The error message is informative here:

julia> mul!(a22, 10*randn(5,5), a22)
ERROR: ArgumentError: output matrix must not be aliased with input matrix

mul! can’t write into the same array it’s reading, as this would over-write data it still needs to read. This is true for any rectangular arrays, whether or not they are views.

And these only work in cases where it is possible to work out the output and over-write the input sequentially, such as various structured matrices.

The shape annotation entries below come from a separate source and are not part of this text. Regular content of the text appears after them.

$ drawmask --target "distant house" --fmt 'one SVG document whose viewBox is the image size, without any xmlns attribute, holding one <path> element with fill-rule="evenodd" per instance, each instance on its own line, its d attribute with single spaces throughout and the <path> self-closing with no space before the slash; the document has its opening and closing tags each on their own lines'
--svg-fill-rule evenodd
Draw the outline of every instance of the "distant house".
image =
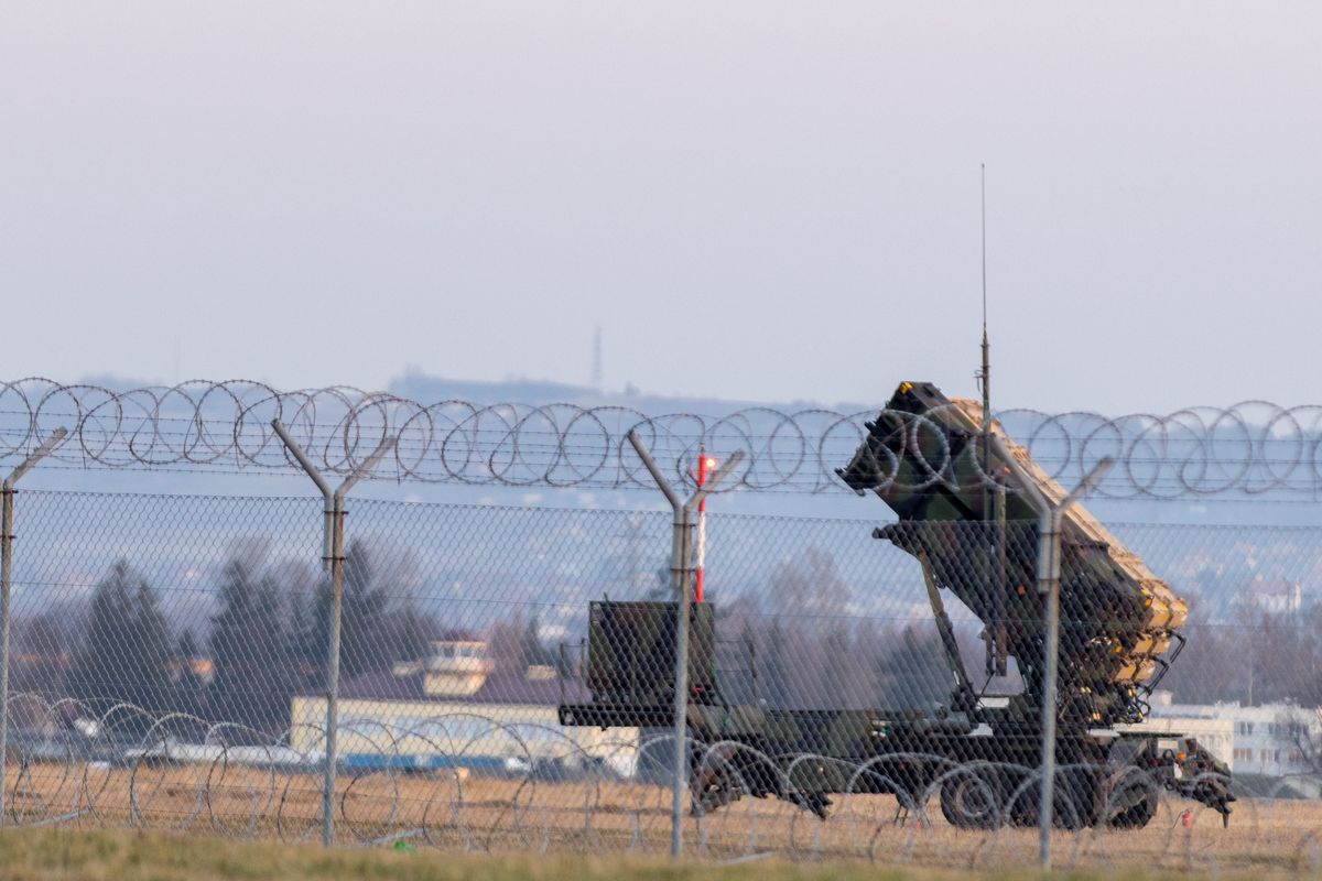
<svg viewBox="0 0 1322 881">
<path fill-rule="evenodd" d="M 338 752 L 348 769 L 580 773 L 629 775 L 639 730 L 563 728 L 557 707 L 584 703 L 580 683 L 531 664 L 494 672 L 486 643 L 443 639 L 427 658 L 365 674 L 340 688 Z M 324 754 L 327 701 L 296 696 L 291 746 Z"/>
<path fill-rule="evenodd" d="M 1175 704 L 1169 691 L 1157 691 L 1145 725 L 1182 730 L 1199 741 L 1208 737 L 1204 745 L 1235 774 L 1288 779 L 1294 789 L 1322 796 L 1318 769 L 1302 746 L 1322 744 L 1322 713 L 1317 709 L 1244 707 L 1239 701 Z"/>
<path fill-rule="evenodd" d="M 1235 601 L 1269 614 L 1293 614 L 1303 606 L 1303 588 L 1298 581 L 1253 579 L 1239 589 Z"/>
</svg>

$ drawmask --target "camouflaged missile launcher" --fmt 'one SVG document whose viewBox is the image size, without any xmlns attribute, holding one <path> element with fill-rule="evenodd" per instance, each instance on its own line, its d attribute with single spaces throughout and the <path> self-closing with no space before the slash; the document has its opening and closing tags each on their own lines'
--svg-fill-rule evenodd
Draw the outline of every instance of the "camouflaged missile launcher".
<svg viewBox="0 0 1322 881">
<path fill-rule="evenodd" d="M 899 523 L 875 535 L 917 557 L 936 586 L 978 616 L 989 645 L 1015 659 L 1031 712 L 1040 705 L 1044 638 L 1040 512 L 1003 456 L 1051 505 L 1066 489 L 999 423 L 992 421 L 995 441 L 984 442 L 981 404 L 951 400 L 931 383 L 902 383 L 867 432 L 839 477 L 895 511 Z M 1185 601 L 1081 505 L 1067 510 L 1062 528 L 1062 721 L 1141 721 L 1144 697 L 1169 664 L 1163 655 L 1182 645 Z"/>
</svg>

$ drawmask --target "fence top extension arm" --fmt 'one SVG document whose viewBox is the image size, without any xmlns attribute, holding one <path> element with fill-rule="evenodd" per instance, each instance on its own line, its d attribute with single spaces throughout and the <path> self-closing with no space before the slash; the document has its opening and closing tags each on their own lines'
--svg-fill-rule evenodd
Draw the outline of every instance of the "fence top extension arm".
<svg viewBox="0 0 1322 881">
<path fill-rule="evenodd" d="M 639 458 L 642 460 L 642 465 L 646 466 L 648 473 L 652 474 L 652 479 L 656 481 L 657 487 L 660 487 L 660 490 L 665 494 L 666 501 L 670 502 L 670 507 L 674 509 L 676 514 L 695 509 L 702 499 L 707 498 L 707 495 L 710 495 L 713 490 L 715 490 L 717 486 L 730 476 L 730 472 L 732 472 L 735 466 L 743 461 L 743 450 L 735 450 L 735 453 L 724 461 L 720 469 L 698 487 L 687 502 L 681 502 L 680 495 L 674 491 L 674 487 L 670 486 L 670 481 L 665 478 L 665 474 L 661 473 L 661 468 L 657 466 L 656 460 L 652 458 L 652 453 L 649 453 L 648 448 L 642 445 L 642 439 L 639 437 L 637 432 L 629 429 L 627 437 L 629 439 L 629 444 L 633 445 L 635 452 L 637 452 Z"/>
<path fill-rule="evenodd" d="M 19 482 L 19 478 L 26 474 L 33 465 L 44 460 L 46 456 L 50 456 L 50 452 L 57 446 L 59 446 L 59 444 L 65 440 L 65 436 L 67 435 L 69 432 L 63 428 L 57 428 L 54 432 L 52 432 L 50 437 L 48 437 L 41 442 L 41 446 L 32 450 L 32 456 L 22 460 L 22 462 L 19 464 L 19 468 L 13 469 L 9 473 L 9 477 L 4 478 L 5 491 L 13 491 L 13 485 Z"/>
</svg>

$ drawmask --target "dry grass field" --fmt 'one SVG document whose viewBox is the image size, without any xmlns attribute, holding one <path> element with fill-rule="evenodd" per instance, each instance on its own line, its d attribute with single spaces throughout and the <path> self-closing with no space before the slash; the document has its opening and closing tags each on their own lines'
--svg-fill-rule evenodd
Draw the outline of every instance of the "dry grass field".
<svg viewBox="0 0 1322 881">
<path fill-rule="evenodd" d="M 1125 877 L 1166 881 L 1202 877 L 1153 866 L 1117 873 L 1110 868 L 1060 872 L 940 869 L 875 866 L 863 863 L 802 864 L 754 860 L 740 864 L 670 861 L 654 856 L 574 855 L 440 855 L 424 848 L 334 848 L 284 844 L 270 840 L 227 840 L 168 832 L 111 829 L 5 829 L 0 831 L 3 881 L 1011 881 L 1013 878 L 1069 878 L 1100 881 Z M 1227 872 L 1227 881 L 1259 880 L 1263 873 Z M 1272 873 L 1305 878 L 1314 873 Z"/>
<path fill-rule="evenodd" d="M 371 774 L 341 777 L 338 791 L 337 837 L 345 844 L 635 859 L 664 856 L 669 847 L 670 795 L 656 786 Z M 50 763 L 25 769 L 7 822 L 63 835 L 134 828 L 299 844 L 317 840 L 320 806 L 316 775 Z M 821 822 L 783 802 L 743 799 L 689 818 L 686 845 L 706 861 L 775 853 L 798 864 L 870 861 L 951 872 L 1035 865 L 1035 829 L 954 829 L 936 806 L 921 816 L 896 807 L 892 796 L 836 796 L 833 815 Z M 1261 874 L 1322 870 L 1319 843 L 1318 802 L 1245 799 L 1223 828 L 1214 811 L 1167 799 L 1144 829 L 1060 831 L 1054 848 L 1056 865 L 1079 870 Z"/>
</svg>

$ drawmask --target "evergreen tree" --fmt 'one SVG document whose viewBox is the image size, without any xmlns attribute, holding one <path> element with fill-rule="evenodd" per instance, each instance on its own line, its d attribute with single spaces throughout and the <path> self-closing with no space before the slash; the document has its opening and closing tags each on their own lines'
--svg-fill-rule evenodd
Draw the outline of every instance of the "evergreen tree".
<svg viewBox="0 0 1322 881">
<path fill-rule="evenodd" d="M 279 588 L 254 563 L 235 557 L 225 564 L 219 600 L 219 613 L 212 618 L 210 712 L 253 728 L 280 726 L 293 682 Z"/>
<path fill-rule="evenodd" d="M 316 592 L 301 655 L 325 676 L 330 641 L 332 584 L 325 579 Z M 427 654 L 435 623 L 418 610 L 412 597 L 393 586 L 375 563 L 375 552 L 356 542 L 344 560 L 344 605 L 340 618 L 340 676 L 352 679 L 369 672 L 387 672 L 395 662 L 416 660 Z"/>
<path fill-rule="evenodd" d="M 100 707 L 122 701 L 149 713 L 169 711 L 173 654 L 156 592 L 119 560 L 93 594 L 70 691 Z"/>
</svg>

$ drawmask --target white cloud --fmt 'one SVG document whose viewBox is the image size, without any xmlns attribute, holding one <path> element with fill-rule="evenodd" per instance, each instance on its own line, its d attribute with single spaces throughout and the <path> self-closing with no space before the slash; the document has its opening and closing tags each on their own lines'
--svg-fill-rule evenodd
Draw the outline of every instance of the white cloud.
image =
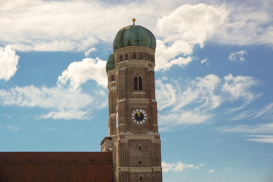
<svg viewBox="0 0 273 182">
<path fill-rule="evenodd" d="M 189 64 L 192 58 L 186 55 L 192 54 L 197 44 L 203 47 L 228 15 L 222 8 L 186 4 L 158 19 L 156 31 L 162 40 L 157 41 L 156 69 L 166 70 L 175 65 L 184 66 Z"/>
<path fill-rule="evenodd" d="M 4 106 L 38 107 L 52 111 L 37 116 L 42 118 L 89 118 L 94 113 L 89 111 L 106 106 L 107 98 L 102 90 L 94 90 L 90 95 L 80 89 L 67 89 L 61 86 L 47 88 L 31 85 L 16 87 L 8 90 L 0 89 L 0 103 Z"/>
<path fill-rule="evenodd" d="M 207 62 L 207 59 L 202 59 L 201 60 L 201 61 L 200 62 L 201 62 L 201 63 L 202 63 L 202 64 L 203 64 L 205 62 Z"/>
<path fill-rule="evenodd" d="M 230 94 L 229 99 L 231 100 L 243 99 L 245 103 L 249 103 L 262 94 L 254 94 L 251 92 L 250 88 L 256 86 L 260 81 L 251 76 L 239 76 L 234 77 L 229 74 L 224 77 L 225 82 L 222 90 Z"/>
<path fill-rule="evenodd" d="M 271 45 L 273 40 L 272 8 L 263 1 L 254 6 L 236 2 L 191 5 L 174 0 L 2 2 L 0 13 L 5 16 L 0 17 L 0 41 L 21 51 L 93 51 L 98 44 L 111 44 L 118 30 L 130 24 L 128 17 L 135 17 L 136 23 L 157 38 L 156 70 L 185 66 L 192 61 L 197 44 L 201 47 L 211 41 Z"/>
<path fill-rule="evenodd" d="M 249 137 L 251 138 L 246 139 L 244 140 L 251 142 L 254 142 L 259 143 L 273 143 L 273 135 L 246 135 L 245 136 Z"/>
<path fill-rule="evenodd" d="M 89 113 L 90 112 L 90 111 L 88 110 L 84 111 L 69 110 L 51 111 L 46 114 L 41 114 L 37 116 L 39 118 L 43 119 L 52 118 L 54 120 L 90 120 L 92 116 L 88 116 Z"/>
<path fill-rule="evenodd" d="M 86 81 L 93 79 L 99 85 L 107 88 L 107 75 L 105 71 L 106 61 L 99 58 L 95 59 L 85 58 L 81 61 L 73 62 L 58 78 L 57 84 L 65 84 L 70 81 L 70 85 L 74 89 Z"/>
<path fill-rule="evenodd" d="M 272 45 L 271 21 L 272 3 L 270 1 L 231 3 L 225 5 L 229 11 L 228 18 L 216 30 L 211 39 L 221 44 Z"/>
<path fill-rule="evenodd" d="M 195 166 L 195 167 L 194 167 L 194 169 L 200 169 L 200 167 L 202 167 L 203 166 L 203 165 L 204 165 L 204 164 L 203 164 L 203 163 L 202 163 L 201 164 L 198 164 L 198 165 L 197 165 L 197 166 Z"/>
<path fill-rule="evenodd" d="M 207 171 L 207 172 L 209 173 L 213 173 L 214 172 L 214 169 L 215 168 L 214 168 L 213 169 L 209 169 L 208 171 Z"/>
<path fill-rule="evenodd" d="M 213 74 L 204 77 L 197 77 L 189 83 L 187 89 L 180 93 L 174 110 L 180 109 L 193 102 L 199 104 L 198 107 L 212 109 L 219 106 L 222 101 L 220 96 L 216 95 L 215 90 L 221 79 Z"/>
<path fill-rule="evenodd" d="M 241 50 L 238 52 L 234 51 L 229 54 L 228 59 L 231 61 L 244 62 L 246 61 L 244 56 L 248 55 L 246 51 Z"/>
<path fill-rule="evenodd" d="M 96 49 L 95 47 L 92 47 L 88 49 L 87 51 L 84 53 L 84 56 L 85 56 L 85 57 L 87 57 L 89 55 L 90 53 L 97 50 L 98 49 Z"/>
<path fill-rule="evenodd" d="M 202 123 L 209 121 L 214 117 L 214 114 L 200 113 L 198 111 L 180 110 L 175 111 L 160 113 L 158 114 L 158 122 L 164 126 L 163 130 L 168 127 L 177 125 L 192 125 Z"/>
<path fill-rule="evenodd" d="M 161 106 L 159 109 L 172 106 L 174 110 L 178 110 L 193 103 L 198 103 L 199 108 L 211 109 L 217 107 L 221 103 L 221 98 L 214 92 L 221 82 L 217 76 L 211 74 L 204 77 L 196 78 L 188 83 L 184 90 L 181 91 L 180 86 L 177 83 L 171 85 L 158 80 L 156 91 L 158 105 Z"/>
<path fill-rule="evenodd" d="M 177 100 L 177 91 L 174 88 L 173 85 L 169 83 L 163 83 L 162 80 L 156 81 L 156 85 L 157 100 L 160 103 L 158 109 L 160 110 L 175 103 Z"/>
<path fill-rule="evenodd" d="M 240 120 L 246 119 L 251 120 L 261 117 L 265 120 L 273 119 L 273 103 L 266 105 L 260 110 L 249 110 L 233 116 L 231 120 Z"/>
<path fill-rule="evenodd" d="M 161 165 L 163 172 L 167 172 L 169 171 L 178 172 L 182 171 L 187 168 L 194 167 L 194 165 L 183 163 L 181 161 L 175 163 L 166 163 L 165 161 L 163 161 L 161 163 Z"/>
<path fill-rule="evenodd" d="M 256 125 L 239 125 L 235 126 L 221 126 L 215 129 L 223 132 L 243 133 L 273 133 L 273 123 Z"/>
<path fill-rule="evenodd" d="M 210 74 L 186 81 L 183 86 L 177 81 L 156 80 L 156 93 L 160 111 L 158 120 L 160 124 L 164 126 L 161 130 L 167 130 L 169 129 L 168 126 L 212 122 L 213 118 L 221 114 L 221 111 L 215 112 L 214 110 L 222 103 L 241 103 L 240 108 L 241 109 L 261 95 L 251 90 L 260 82 L 254 78 L 240 76 L 234 77 L 230 74 L 224 77 L 224 79 L 223 82 L 217 75 Z M 252 118 L 260 115 L 272 118 L 272 107 L 273 103 L 271 104 L 256 114 L 253 114 Z M 167 108 L 167 111 L 164 110 Z M 226 108 L 221 113 L 226 114 Z M 248 114 L 244 114 L 246 115 Z M 242 117 L 236 116 L 231 119 Z"/>
<path fill-rule="evenodd" d="M 14 75 L 19 58 L 10 45 L 4 49 L 0 48 L 0 79 L 7 81 Z"/>
</svg>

They don’t mind views though:

julia> lmul!(Diagonal([0,100]), view(rand(4,4), 1:2, 3:4))
2×2 view(::Array{Float64,2}, 1:2, 3:4) with eltype Float64:
  0.0      0.0
 71.1938  90.2883

julia> lmul!(UpperTriangular(rand(2,2)), view(rand(4,4), 1:2, 3:4))
2×2 view(::Array{Float64,2}, 1:2, 3:4) with eltype Float64:
 0.0627902  0.525721
 0.0012771  0.494267

Thanks @mcabbott, that helped clarify things.

For some reason I was thinking BLAS had an overwriting version of GEMM for dense matrices. At least in a naive matrix multiplication algorithm it’s possible to do this by allocating a temporary array that can hold a single row or column of the output. I’m not sure why I thought standard BLAS implementations had such a routine. As far as I can tell they do not, and upon reflection it seems like this would only be useful in rare circumstances.